At times I really wished I got through one of those entrance tests, because every other evening, my father would return from work with news that the son of some colleague or the other had gained admission into a prestigious engineering college. While my father would convey the news in a matter-of-fact manner, my mother would always take it personally: she would get hysterical about me not studying hard enough. The entire evening would be ruined, with my mother often refusing to cook out of sheer anger. She would blame my father for not being strict enough with his sons.

It was during this period of uncertainty that the copy of Sunday Mail -- with Khushwant Singh on the cover of its magazine -- got delivered at home. The cover story had been my first formal introduction to the Dirty Sardar, who wrote freely about Scotch and sex and seemed to have all the fun in the world. I remember my father -- unlike my mother, he idolised journalists and writers -- telling me at the time: 'Do you think it is easy to be another Khushwant Singh? It calls for a lot of hard work.'

And so the dream took root. For a long time, even after I became a journalist, I wanted to be another Khushwant Singh. He was my idol. Soon I outgrew him and wanted to be another Somerset Maugham. Soon I outgrew Maugham and wanted to be another Hemingway. Soon I outgrew Hemingway and wanted to be another Bruce Chatwin.
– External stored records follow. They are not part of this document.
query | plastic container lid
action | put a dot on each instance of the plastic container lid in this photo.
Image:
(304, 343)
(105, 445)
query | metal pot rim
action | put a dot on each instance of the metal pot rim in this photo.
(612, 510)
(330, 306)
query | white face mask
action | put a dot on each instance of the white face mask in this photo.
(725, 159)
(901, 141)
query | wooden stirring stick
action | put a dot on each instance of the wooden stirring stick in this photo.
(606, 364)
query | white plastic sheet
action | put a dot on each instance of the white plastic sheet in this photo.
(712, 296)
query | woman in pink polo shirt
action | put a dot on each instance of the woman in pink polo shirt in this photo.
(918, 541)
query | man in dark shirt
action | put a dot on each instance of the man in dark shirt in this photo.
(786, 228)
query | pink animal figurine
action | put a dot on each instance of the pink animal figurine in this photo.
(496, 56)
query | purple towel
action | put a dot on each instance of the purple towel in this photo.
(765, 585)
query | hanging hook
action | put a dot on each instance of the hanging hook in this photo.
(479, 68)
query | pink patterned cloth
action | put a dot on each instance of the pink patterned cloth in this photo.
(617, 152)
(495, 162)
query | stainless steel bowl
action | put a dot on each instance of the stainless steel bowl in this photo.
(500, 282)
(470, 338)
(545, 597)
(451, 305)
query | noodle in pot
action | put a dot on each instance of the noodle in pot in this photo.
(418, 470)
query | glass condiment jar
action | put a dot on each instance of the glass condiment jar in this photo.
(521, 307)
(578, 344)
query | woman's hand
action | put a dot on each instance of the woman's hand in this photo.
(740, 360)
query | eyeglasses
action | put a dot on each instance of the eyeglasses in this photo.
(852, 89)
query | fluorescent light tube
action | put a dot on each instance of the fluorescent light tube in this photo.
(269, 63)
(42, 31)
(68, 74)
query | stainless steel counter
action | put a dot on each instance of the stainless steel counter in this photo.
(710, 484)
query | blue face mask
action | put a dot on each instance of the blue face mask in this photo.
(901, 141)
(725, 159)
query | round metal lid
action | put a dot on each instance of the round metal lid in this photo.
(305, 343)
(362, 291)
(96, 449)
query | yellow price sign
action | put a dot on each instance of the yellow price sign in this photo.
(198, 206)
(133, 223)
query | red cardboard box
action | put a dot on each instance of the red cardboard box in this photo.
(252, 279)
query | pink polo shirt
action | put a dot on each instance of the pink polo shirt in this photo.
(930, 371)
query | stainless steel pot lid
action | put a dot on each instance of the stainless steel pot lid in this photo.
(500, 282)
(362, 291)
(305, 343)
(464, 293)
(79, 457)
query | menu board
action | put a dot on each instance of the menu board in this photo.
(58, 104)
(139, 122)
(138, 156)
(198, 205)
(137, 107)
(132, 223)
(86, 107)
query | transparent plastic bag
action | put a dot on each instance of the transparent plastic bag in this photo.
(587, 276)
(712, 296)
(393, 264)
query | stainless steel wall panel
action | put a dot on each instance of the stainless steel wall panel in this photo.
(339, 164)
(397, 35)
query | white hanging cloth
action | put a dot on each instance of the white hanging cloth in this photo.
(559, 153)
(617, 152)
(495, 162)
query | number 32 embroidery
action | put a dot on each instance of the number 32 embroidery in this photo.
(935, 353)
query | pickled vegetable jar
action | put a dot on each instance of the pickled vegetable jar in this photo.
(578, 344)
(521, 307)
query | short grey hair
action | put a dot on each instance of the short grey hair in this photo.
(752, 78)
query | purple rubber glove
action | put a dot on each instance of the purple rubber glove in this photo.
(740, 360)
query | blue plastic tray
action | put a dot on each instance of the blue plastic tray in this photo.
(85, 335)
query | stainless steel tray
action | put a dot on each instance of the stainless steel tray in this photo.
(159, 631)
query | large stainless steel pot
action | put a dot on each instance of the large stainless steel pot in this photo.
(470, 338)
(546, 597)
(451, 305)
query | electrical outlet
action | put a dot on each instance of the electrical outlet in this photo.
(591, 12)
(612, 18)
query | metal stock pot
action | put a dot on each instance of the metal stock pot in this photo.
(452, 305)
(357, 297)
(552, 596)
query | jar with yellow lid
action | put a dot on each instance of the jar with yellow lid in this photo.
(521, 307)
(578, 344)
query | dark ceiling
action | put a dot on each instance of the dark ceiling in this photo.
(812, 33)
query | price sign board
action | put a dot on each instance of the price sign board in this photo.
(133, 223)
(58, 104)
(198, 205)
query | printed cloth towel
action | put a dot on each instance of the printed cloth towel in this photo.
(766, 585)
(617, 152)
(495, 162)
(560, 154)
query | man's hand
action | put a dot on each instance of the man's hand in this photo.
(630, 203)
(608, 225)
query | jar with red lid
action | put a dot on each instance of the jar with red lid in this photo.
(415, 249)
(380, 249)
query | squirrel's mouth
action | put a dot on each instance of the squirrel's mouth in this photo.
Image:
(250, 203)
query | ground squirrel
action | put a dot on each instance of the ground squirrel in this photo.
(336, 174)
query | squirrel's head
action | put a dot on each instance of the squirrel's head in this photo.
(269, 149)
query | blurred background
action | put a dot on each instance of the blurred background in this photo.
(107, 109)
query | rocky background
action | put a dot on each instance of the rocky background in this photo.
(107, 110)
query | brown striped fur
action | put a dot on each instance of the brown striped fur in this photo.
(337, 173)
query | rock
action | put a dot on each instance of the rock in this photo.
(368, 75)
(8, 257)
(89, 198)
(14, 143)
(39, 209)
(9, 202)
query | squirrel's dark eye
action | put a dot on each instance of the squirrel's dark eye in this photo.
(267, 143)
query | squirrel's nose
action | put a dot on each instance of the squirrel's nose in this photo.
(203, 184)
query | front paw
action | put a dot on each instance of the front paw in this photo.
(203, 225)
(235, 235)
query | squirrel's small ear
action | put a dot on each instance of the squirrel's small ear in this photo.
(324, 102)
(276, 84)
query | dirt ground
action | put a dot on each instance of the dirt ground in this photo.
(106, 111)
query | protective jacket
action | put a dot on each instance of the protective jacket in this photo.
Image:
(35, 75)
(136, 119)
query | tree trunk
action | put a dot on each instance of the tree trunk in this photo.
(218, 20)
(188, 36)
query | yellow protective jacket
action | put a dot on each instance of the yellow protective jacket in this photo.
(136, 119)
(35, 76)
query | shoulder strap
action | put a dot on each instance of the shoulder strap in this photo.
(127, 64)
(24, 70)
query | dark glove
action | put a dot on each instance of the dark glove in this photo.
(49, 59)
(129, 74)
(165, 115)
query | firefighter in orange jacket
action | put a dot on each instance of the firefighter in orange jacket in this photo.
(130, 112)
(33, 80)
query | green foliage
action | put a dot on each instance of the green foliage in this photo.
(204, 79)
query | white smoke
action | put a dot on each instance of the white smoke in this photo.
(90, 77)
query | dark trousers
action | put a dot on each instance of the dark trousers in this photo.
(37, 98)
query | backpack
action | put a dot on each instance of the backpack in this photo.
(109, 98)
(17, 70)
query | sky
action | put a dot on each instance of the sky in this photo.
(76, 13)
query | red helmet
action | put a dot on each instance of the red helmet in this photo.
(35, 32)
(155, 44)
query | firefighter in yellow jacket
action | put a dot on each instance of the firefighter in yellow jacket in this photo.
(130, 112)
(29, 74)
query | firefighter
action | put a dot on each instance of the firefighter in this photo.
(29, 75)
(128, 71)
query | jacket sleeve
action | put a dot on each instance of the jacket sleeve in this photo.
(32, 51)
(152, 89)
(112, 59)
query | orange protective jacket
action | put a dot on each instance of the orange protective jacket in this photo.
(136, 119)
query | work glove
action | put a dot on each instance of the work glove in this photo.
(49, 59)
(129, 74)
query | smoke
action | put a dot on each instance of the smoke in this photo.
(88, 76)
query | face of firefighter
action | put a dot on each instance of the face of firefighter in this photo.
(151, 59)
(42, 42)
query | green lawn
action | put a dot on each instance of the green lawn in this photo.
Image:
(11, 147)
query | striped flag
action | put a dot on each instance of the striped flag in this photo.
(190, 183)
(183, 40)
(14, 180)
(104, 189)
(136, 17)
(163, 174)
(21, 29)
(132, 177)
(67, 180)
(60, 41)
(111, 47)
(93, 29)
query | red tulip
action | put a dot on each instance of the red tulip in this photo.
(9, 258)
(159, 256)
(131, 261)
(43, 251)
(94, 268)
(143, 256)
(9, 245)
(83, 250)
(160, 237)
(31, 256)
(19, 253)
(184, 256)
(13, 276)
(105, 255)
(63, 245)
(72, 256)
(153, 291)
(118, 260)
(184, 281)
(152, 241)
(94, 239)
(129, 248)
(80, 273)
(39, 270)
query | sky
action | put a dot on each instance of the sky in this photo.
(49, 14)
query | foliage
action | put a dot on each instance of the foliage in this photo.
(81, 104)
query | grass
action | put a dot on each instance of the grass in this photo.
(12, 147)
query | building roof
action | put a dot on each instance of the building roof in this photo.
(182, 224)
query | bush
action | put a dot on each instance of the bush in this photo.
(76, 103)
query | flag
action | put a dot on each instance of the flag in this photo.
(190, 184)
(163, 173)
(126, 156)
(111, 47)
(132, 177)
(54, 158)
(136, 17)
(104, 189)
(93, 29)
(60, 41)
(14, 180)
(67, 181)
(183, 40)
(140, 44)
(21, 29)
Even as the process of outgrowing idols continues, Khushwant Singh remains the original idol. It all began with him. He may have breathed his last this morning, at the age of 99, but he breathed life into Indian journalism like no one had before -- or after him. His soul will rest in peace.

Friday, January 03, 2014

My First Selfie

The first selfie I ever clicked is the profile picture you see on this blog. It was taken sometime in October 2005, for the purpose of starting this blog. Wonder why the selfie should be in news now, when people have long been familiar with the pleasures and horrors of circulating self-clicked pictures.

I may have forgotten the date this picture was taken, but I still remember the sensations. It was one of those pleasant evenings, during my girlfriend-less days, when I would find great pleasure in the company of my newly-purchased laptop and was still discovering the joys of being online from home.

Laptops those days did not come with inbuilt cameras, but Airtel had given me a free plastic webcam along with the internet connection. It wasn't the best of webcams, but it worked just fine. One evening, realising that the setting was near perfect for a picture -- I always write with lights off, except a lamp with yellow light by my side -- I decided to click myself. I had shaved that day and was wearing my favourite grey T-shirt. For effect, I lit up a cigarette. I pressed a key of the laptop and the webcam captured a picture.

I was happy with the result. The focus of subdued yellow light, in a darkened room, can do wonders to one's looks and -- I believe -- one's thought process too. That reminds me, this blog, when I started it, was called Thought Process. How cliched -- and idiotic. After a few months I changed the title to what it is today.

But the profile picture remains the same -- my first-ever selfie -- even though eight years have passed since I clicked it. I haven't had the heart to change it for a variety of reasons. One, I still don't want to believe that I look very different from how I look in that picture -- who wants to willingly surrender to the progression of life. Two, that picture serves as a reminder of the best days of my life. It was under the glow of that lamp, and in the company of that plastic webcam, that I became a writer. To replace that picture with a high-resolution image, now that I have the means, would amount to disowning my humble past.

I shall change the picture the day I find myself looking drastically different from the man in that image. It is a bad thing to lie to the reader. I only hope that day doesn't come very soon.